(no subject)

Aug 27, 2005 14:11

"Again, he puts the keys down on a shelf, but this time, absorbed in his search for the book, he forgets to take them with him after the volume is located. Under normal circumstances, this wouldn’t have caused a problem. He would have needed the keys to open the door of the apartment, and once he realized his mistake, he would have gone back to fetch them. But that morning, in the frenzy that followed [his] sudden collapse, the door was left open, … he is distracted enough not to pay attention to what he is doing … so he walks straight into the room, turns on the overhead light and kicks the door shut behind him-thereby locking himself in. [He] has installed a self-locking door, and once a person enters that room, he can’t get out again unless he uses a key to unlock the door from the outside.

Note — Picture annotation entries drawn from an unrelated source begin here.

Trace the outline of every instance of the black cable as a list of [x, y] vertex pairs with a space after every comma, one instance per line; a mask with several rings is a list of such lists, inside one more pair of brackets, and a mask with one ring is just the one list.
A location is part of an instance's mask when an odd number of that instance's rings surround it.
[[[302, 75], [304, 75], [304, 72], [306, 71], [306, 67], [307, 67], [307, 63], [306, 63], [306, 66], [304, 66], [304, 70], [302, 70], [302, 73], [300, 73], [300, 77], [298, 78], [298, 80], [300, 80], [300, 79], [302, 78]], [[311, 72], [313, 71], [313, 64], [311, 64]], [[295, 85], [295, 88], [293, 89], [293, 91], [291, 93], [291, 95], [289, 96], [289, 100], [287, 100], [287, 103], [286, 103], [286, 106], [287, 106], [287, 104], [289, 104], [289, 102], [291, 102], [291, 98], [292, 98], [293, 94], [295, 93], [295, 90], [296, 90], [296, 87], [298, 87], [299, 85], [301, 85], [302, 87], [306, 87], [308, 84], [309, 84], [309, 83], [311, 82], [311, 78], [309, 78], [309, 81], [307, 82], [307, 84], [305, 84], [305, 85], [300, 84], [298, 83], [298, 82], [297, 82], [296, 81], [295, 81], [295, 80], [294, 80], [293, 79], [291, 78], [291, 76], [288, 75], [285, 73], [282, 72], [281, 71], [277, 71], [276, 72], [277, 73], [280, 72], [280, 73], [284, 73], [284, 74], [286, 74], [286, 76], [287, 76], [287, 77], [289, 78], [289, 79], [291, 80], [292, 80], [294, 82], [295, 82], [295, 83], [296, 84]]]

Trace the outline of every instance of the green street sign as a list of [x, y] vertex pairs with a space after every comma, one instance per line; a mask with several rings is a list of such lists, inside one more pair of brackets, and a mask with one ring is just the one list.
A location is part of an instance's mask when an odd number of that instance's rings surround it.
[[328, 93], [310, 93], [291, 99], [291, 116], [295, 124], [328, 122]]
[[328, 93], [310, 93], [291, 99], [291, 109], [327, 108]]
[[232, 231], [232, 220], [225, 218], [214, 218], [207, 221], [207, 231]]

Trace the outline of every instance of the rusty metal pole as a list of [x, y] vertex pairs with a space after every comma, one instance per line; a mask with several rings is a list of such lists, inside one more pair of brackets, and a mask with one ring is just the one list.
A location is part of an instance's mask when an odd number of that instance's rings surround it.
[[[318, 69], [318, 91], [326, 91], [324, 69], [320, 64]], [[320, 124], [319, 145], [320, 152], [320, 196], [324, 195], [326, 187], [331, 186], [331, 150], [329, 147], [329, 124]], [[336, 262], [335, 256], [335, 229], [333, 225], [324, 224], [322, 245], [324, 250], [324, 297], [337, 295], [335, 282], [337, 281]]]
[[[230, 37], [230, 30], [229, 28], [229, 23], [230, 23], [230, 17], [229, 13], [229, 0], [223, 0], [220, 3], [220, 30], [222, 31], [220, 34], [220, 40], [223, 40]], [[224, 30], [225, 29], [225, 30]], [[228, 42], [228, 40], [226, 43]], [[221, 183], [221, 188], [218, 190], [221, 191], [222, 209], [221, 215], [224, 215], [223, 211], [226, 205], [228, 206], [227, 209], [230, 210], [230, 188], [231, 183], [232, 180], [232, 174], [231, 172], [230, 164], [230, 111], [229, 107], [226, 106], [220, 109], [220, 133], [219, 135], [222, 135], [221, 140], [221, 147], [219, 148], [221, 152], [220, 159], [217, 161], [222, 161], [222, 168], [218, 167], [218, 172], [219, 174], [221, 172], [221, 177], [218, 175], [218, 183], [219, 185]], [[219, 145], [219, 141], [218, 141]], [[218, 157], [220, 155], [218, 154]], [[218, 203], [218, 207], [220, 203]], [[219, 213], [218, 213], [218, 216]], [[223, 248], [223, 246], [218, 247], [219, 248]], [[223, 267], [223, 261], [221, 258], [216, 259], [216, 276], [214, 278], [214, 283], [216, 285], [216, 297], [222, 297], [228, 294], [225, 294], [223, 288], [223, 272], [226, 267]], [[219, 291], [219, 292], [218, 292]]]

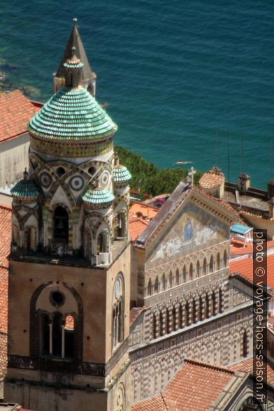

This is a hydrogen-bomb shelter, not an ordinary room, and the double-insulated walls are four feet thick, the concrete floor extends thirty-six inches below him, and even the ceiling, which [he] thinks will be the most vulnerable spot, is constructed of a plaster and cement combination so solid as to be impregnable …

With no other option available to him, [he] settles in to wait out his solitary confinement, hoping to discover enough patience and fortitude to bear up to his absurd predicament.

[After he has been in the room for five days], [d]eliverance is at hand, he tells himself. Ed will be coming any time now, and ten minutes after he thinks that thought, the bulb in the overhead light burns out, and [he] finds himself sitting alone in the darkness.”